A criminal case, of all things, reminds us of the treatment of jewelry under Washington community property law. Gerardo was convicted of burglarizing the Kraut residence and stealing the husband's firearms and the wife's jewelry. He appealed his sentence because his offender score was calculated in a way that treated Mr. and Mrs. Kraut as two victims. Thus this burglary was deemed two offenses.
Gerardo argued, with some justification if someone who breaks into others' homes may be justified, that what he stole was community property. In his and his attorneys' eyes, the Krauts upon marrying had become one, later to be one victim.
The Washington Court of Appeals, in an unpublished opinion, didn't buy it, not relying however on the idea Mr. Kraut and Mrs. Kraut were separate individuals, each of whom could have been badly hurt or worse. No, the answer was that the wife's jewelry was separate property and thus she was a distinct victim. Even if the money to buy the jewelry had been community property, Mr. K's giving it to Mrs. K made it hers alone. An earlier case supported this concept of the wife's jewelry as separate property.

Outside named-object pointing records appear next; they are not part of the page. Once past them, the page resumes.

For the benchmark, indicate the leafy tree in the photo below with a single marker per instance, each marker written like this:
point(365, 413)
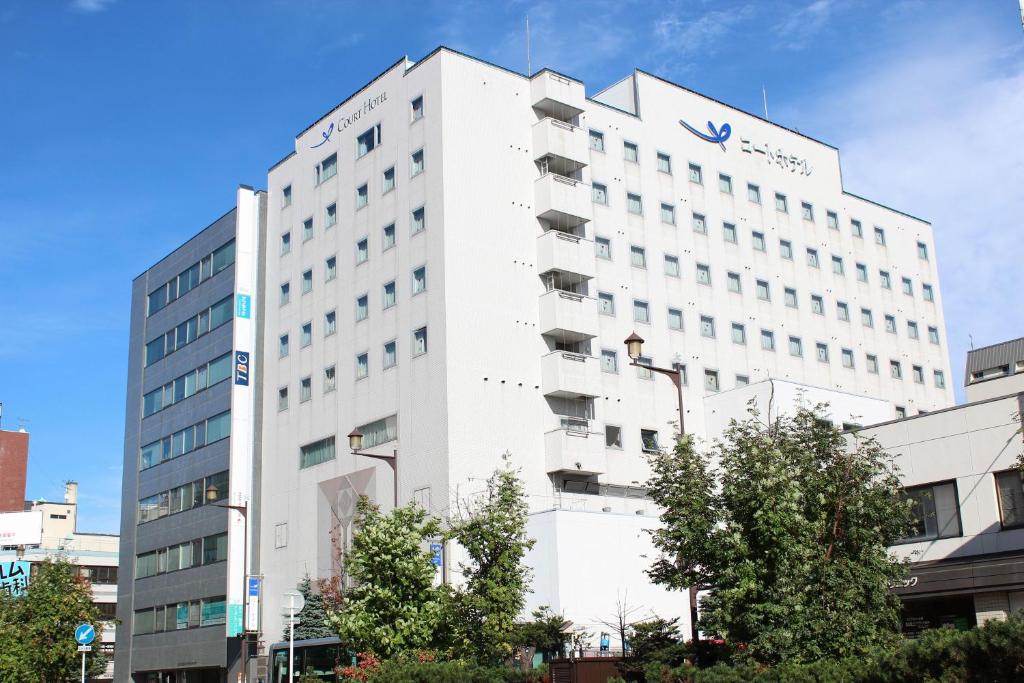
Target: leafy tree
point(313, 617)
point(493, 531)
point(37, 629)
point(785, 524)
point(392, 606)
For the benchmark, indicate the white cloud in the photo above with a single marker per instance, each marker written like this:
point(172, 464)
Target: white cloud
point(90, 6)
point(934, 128)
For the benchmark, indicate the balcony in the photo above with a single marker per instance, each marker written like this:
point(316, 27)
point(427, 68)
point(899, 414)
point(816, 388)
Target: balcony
point(574, 450)
point(567, 315)
point(569, 375)
point(564, 145)
point(560, 251)
point(556, 95)
point(562, 201)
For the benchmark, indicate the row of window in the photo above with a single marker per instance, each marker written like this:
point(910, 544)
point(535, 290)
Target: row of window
point(189, 279)
point(725, 185)
point(330, 379)
point(638, 259)
point(366, 142)
point(418, 223)
point(179, 499)
point(179, 615)
point(185, 440)
point(641, 311)
point(189, 331)
point(187, 385)
point(419, 285)
point(207, 550)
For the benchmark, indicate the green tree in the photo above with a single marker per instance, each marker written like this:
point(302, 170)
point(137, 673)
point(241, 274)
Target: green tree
point(313, 617)
point(493, 532)
point(37, 629)
point(392, 605)
point(785, 524)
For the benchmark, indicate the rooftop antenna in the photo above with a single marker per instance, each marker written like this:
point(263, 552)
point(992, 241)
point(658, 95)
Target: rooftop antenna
point(529, 66)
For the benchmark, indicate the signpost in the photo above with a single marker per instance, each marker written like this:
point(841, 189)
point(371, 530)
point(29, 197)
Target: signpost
point(84, 634)
point(294, 602)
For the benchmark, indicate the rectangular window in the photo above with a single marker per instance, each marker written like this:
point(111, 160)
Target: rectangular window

While this case is a little silly, it does hold lessons for us who aren't facing criminal charges. Washington law allows a Will to refer to a separate list disposing of tangible personal property. If jewelry is not community property, then the spouse who owns it may give it away by list without fear that the other may assert a challenge to the gift. It is probably advisable for the wife to give her jewelry to her kids if she predeceases her spouse, for what good can a surviving husband do with his wife's wedding ring?